[PATCH RFC tip/core/rcu 0/2] srcu: All SRCU readers from both process and irq
From: Paul E. McKenney
Date: Mon Jun 05 2017 - 18:09:29 EST
This is a repost of a pair of patches from Paolo Bonzini to a wider
audience.
Linu Cherian reported a WARN in cleanup_srcu_struct when shutting
down a guest that has iperf running on a VFIO assigned device.
This happens because irqfd_wakeup calls srcu_read_lock(&kvm->irq_srcu)

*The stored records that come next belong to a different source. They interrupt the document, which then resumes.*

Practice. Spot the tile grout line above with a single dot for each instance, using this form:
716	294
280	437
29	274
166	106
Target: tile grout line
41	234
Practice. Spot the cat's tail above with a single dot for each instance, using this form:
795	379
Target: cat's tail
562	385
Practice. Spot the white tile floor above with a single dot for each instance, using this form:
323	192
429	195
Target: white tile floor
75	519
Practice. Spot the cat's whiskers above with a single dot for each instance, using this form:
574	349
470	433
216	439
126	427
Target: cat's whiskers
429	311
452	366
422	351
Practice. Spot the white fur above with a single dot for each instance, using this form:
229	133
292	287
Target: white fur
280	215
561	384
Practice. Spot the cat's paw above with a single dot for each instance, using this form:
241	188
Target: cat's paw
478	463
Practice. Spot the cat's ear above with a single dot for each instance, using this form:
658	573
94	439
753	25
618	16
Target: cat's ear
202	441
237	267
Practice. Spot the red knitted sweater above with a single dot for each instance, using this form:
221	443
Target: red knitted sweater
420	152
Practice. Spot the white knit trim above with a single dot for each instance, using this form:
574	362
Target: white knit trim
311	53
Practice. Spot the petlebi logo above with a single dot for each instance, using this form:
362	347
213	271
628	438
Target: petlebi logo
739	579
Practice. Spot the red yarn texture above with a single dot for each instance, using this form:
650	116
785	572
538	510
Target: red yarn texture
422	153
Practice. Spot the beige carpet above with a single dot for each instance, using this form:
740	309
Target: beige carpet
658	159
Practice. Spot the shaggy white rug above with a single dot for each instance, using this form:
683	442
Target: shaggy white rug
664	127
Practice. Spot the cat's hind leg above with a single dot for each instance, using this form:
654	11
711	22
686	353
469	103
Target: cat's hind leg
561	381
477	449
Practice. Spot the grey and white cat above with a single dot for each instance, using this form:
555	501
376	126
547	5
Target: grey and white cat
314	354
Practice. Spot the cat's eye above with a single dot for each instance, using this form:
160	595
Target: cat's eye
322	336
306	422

in interrupt context, while a worker thread does the same inside
kvm_set_irq. If the interrupt happens while the worker thread is
executing __srcu_read_lock, lock_count can fall behind. (KVM is using
SRCU here not really for the "sleepable" part, but rather due to its
faster detection of grace periods). One way or another, this needs to
be fixed in v4.12.
We discussed three ways of fixing this:
1. Have KVM protect process-level ->irq_srcu readers with
local_irq_disable() or similar. This works, and is the most
confined change, but is a bit of an ugly usage restriction.
2. Make KVM convert ->irq_srcu uses to RCU-sched. This works, but
KVM needs fast grace periods, and synchronize_sched_expedited()
interrupts CPUs, and is thus not particularly friendly to
real-time workloads.
3. Make SRCU tolerate use of srcu_read_lock() and srcu_read_unlock()
from both process context and irq handlers for the same
srcu_struct. It turns out that only a small change to SRCU is
required, namely, changing __srcu_read_lock()'s __this_cpu_inc()
to this_cpu_inc(), matching the existing __srcu_read_unlock()
usage. In addition, this change simplifies the use of SRCU.
Of course, any RCU change after -rc1 is a bit scary.
Nevertheless, the following two patches illustrate this approach.
Coward that I am, my personal preferred approach would be #1 during 4.12,
possibly moving to #3 over time. However, the KVM guys make a good case
for just making a single small change right now and being done with it.
Plus the overall effect of the one-step approach #3 is to make RCU
smaller, even if only by five lines of code.
The reason for splitting this into two patches is to ease backporting.
This means that the two commit logs are quite similar.
Thoughts? In particular, are there better ways to fix this?
Thanx, Paul
------------------------------------------------------------------------
include/linux/srcu.h | 2 --
include/linux/srcutiny.h | 2 +-
kernel/rcu/rcutorture.c | 4 ++--
kernel/rcu/srcu.c | 5 ++---
kernel/rcu/srcutiny.c | 21 ++++++++++-----------
kernel/rcu/srcutree.c | 5 ++---
6 files changed, 17 insertions(+), 22 deletions(-)